The first of those is an incident management process with separate and clearly defined roles. Every production incident has an Incident Commander, a Communications Lead and an Ops Lead:
The Incident Commander manages the whole thing, they’re the person who finds more people when they’re needed, leads discussions and makes decisions. That removes the ownership role from the Ops Lead who is focused on dealing with and resolving the incident - usually with help from other SREs or the product dev team. And both those roles are separate from the Communications Lead, who publishes the status of the incident and is the point of contact for the business (possibly with help from other team members).
Clearing away the management and communication roles gives the Ops Lead a clear space to work through the incident. SRE also has guidance on effectively managing incidents, starting with a triage stage where the goal is to remediate the problem as quickly as possible, and get the system back into a functioning state. A clear incident model helps if another Ops Lead needs to take over - the current status will be well documented and the next steps will be a standard part of the process.

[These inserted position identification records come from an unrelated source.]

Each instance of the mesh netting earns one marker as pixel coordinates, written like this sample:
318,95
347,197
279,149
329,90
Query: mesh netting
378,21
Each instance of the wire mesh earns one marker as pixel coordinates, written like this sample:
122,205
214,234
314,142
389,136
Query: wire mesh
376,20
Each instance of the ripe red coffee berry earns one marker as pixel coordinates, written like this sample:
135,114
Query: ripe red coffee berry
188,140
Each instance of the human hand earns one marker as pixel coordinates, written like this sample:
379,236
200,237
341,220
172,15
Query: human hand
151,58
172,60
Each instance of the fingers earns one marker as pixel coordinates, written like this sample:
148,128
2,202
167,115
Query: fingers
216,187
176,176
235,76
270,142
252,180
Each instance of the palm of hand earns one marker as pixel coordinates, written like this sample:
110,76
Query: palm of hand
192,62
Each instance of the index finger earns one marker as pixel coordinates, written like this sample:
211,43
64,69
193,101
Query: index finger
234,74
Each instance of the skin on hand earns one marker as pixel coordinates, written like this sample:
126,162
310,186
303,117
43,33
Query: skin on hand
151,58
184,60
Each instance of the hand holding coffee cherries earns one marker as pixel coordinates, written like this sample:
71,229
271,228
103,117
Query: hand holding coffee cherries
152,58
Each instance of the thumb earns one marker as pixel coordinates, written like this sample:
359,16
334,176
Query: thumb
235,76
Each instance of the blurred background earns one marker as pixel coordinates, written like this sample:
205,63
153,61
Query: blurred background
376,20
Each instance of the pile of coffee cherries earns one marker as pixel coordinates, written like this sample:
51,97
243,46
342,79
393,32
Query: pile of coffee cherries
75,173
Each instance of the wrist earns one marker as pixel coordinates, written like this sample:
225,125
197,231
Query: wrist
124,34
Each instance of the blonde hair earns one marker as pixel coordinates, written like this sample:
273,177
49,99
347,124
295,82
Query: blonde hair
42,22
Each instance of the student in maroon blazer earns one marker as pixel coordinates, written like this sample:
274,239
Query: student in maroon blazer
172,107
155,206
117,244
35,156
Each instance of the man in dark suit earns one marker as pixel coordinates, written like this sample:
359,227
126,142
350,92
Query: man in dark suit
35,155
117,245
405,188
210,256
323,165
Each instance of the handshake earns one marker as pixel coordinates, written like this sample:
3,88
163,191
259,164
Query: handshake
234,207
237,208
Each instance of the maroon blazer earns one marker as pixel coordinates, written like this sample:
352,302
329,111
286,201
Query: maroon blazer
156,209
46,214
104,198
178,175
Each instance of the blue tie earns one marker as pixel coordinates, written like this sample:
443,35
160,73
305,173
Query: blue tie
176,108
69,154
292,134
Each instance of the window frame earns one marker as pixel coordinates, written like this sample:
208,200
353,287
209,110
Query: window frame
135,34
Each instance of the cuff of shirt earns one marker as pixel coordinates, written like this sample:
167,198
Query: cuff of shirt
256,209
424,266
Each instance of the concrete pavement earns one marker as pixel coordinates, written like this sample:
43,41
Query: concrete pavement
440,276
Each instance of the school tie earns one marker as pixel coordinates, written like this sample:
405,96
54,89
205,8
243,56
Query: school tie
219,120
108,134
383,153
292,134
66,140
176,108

Once the incident is resolved the team put together a postmortem document, which details the nature of the problem, the steps taken to fix it, system changes which are needed for a permanent solution, and any lessons learned in the investigation. They follow a standard format and they should be published across the whole organization:
Postmortems are a great practice for turning incidents into a learning process. The goal is to prevent this incident or similar incidents happening, and they go a long way to encouraging a blame-free culture.
SRE as a Path to DevOps
SRE is much more proscriptive than DevOps which is another reason why SRE is easier to adopt. Practices are clearly described and you can start by implementing just the ideas which will make the biggest impact. If your incidents are taking too long to resolve, then postmortems will help you understand why. If your ops team are weighed down with repetitive work, you can adopt a toil limit. If product quality is low and downtime is high, start with error budgets.
Many organizations evolve into a model where only critical services have a dedicated SRE team. Product teams can ask for SRE involvement when they need it, but the goal is for the SREs to bring tooling and practices so the dev team can run the product themselves. That sounds a lot like DevOps, and it’s valid to have a mix of the two approaches as your end-goal.
Digital transformations which take a staged approach are easier to implement and it’s easier to assess their impact. Bringing on board some SREs and transitioning your ops teams to SRE is a great start; then you can have roving SREs embedded with product teams to help them become self-sufficient; finally leaving dedicated SRE teams for core products and infrastructure.